1.1.6 Lab – Cybersecurity Case Studies (Instructor Version)
Instructor Note: Red font color or gray highlights indicate text that appears in the instructor copy only.
Research and analyze cyber security incidents.
- Part 1: Conduct search of high profile cyberattacks.
- Part 2: Write an analysis of a cyberattack.
Background / Scenario
Governments, businesses, and individual users are increasingly the targets of cyberattacks and experts predict that these attacks are likely to increase in the future. Cybersecurity education is a top international priority as high-profile cyber-security related incidents raise the fear that attacks could threaten the global economy. The Center for Strategic and International Studies estimates that the cost of cybercrime to the global economy is more than $600 billion annually. In this lab, you will study four high profile cyberattacks and be prepared to discuss the who, what, why and how of each attack.
- PC or mobile device with internet access
Part 1: Conduct search of high profile cyberattacks.

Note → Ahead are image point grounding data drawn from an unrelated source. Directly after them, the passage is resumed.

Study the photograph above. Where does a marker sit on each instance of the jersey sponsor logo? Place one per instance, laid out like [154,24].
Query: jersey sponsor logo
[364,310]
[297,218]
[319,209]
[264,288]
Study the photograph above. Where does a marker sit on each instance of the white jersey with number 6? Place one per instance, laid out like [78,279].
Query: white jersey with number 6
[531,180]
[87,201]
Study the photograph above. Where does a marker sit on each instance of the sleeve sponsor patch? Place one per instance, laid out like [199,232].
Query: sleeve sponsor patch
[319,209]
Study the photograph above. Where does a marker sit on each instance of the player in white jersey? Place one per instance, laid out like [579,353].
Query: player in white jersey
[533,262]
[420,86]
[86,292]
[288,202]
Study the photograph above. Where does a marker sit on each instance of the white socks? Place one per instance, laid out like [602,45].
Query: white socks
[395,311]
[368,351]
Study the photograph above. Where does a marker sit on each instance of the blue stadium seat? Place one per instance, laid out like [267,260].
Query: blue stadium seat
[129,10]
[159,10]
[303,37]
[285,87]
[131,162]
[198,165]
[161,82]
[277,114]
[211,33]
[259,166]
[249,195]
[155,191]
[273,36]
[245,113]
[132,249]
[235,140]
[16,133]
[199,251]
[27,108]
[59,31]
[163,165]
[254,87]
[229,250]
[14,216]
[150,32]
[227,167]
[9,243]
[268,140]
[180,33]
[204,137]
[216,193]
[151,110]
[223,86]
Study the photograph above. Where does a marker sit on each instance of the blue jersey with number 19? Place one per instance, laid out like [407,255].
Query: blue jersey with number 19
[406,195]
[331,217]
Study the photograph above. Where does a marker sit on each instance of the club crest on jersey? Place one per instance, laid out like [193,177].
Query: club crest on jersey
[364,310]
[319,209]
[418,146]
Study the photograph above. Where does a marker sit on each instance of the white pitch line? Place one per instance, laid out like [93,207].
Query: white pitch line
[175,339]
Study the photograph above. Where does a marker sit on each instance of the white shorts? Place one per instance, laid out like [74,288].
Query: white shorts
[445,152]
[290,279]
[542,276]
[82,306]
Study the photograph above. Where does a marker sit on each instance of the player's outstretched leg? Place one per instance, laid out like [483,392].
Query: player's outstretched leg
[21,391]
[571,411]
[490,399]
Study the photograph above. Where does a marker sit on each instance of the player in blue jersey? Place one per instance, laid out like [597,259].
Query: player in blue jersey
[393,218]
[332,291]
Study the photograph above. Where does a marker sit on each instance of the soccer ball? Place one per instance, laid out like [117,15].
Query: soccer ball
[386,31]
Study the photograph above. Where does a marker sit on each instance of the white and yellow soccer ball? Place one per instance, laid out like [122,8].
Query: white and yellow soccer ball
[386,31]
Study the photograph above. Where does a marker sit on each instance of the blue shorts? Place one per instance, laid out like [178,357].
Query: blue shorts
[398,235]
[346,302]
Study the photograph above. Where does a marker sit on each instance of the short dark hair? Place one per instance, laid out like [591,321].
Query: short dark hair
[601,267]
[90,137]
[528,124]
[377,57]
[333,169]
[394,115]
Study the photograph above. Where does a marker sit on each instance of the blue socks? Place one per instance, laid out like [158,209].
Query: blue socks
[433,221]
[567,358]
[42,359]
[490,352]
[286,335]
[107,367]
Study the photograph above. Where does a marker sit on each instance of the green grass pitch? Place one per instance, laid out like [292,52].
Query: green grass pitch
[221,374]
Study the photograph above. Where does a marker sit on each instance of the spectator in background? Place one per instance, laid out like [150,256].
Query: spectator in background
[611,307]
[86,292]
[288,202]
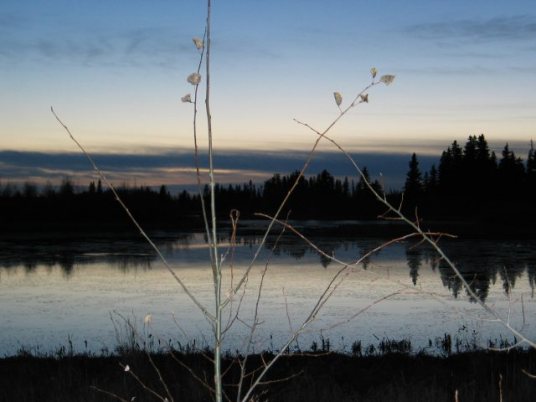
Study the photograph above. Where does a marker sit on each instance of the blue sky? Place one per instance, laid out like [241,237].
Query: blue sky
[115,72]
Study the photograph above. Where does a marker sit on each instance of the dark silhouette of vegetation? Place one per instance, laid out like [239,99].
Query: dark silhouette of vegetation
[384,373]
[469,185]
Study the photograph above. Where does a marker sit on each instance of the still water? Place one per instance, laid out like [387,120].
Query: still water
[78,291]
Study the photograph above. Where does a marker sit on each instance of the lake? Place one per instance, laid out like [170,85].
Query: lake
[81,291]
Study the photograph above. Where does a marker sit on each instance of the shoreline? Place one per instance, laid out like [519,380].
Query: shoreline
[320,376]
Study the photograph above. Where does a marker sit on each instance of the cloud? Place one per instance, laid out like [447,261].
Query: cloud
[177,169]
[513,28]
[158,46]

a. Using your favorite search engine conduct a search for each of the cyberattacks listed below. Your search will likely turn up multiple results ranging from news articles to technical articles.
- The Stuxnet Virus
- Marriott data breach
- United Nations data breach
- Microsoft customer support database breach
- Lifelabs data breach
Note: You can use the web browser in virtual machine installed in a previous lab to research the hack. By using the virtual machine, you may prevent malware from being installed on your computer.
b. Read the articles found from your search in Step 1a and be prepared to discuss and share your research on the who, what, when, where, and why of each attack.
Part 2: Write an analysis of a cyberattack.
Select one of the high-profile cyberattacks from Step 1a and write an analysis of the attack that includes answers to the questions below.
a. Who were the victims of the attacks?
b. What technologies and tools were used in the attack?
c. When did the attack happen within the network?
d. What systems were targeted?
e. What was the motivation of the attackers in this case? What did they hope to achieve?
f. What was the outcome of the attack? (stolen data, ransom, system damage, etc.)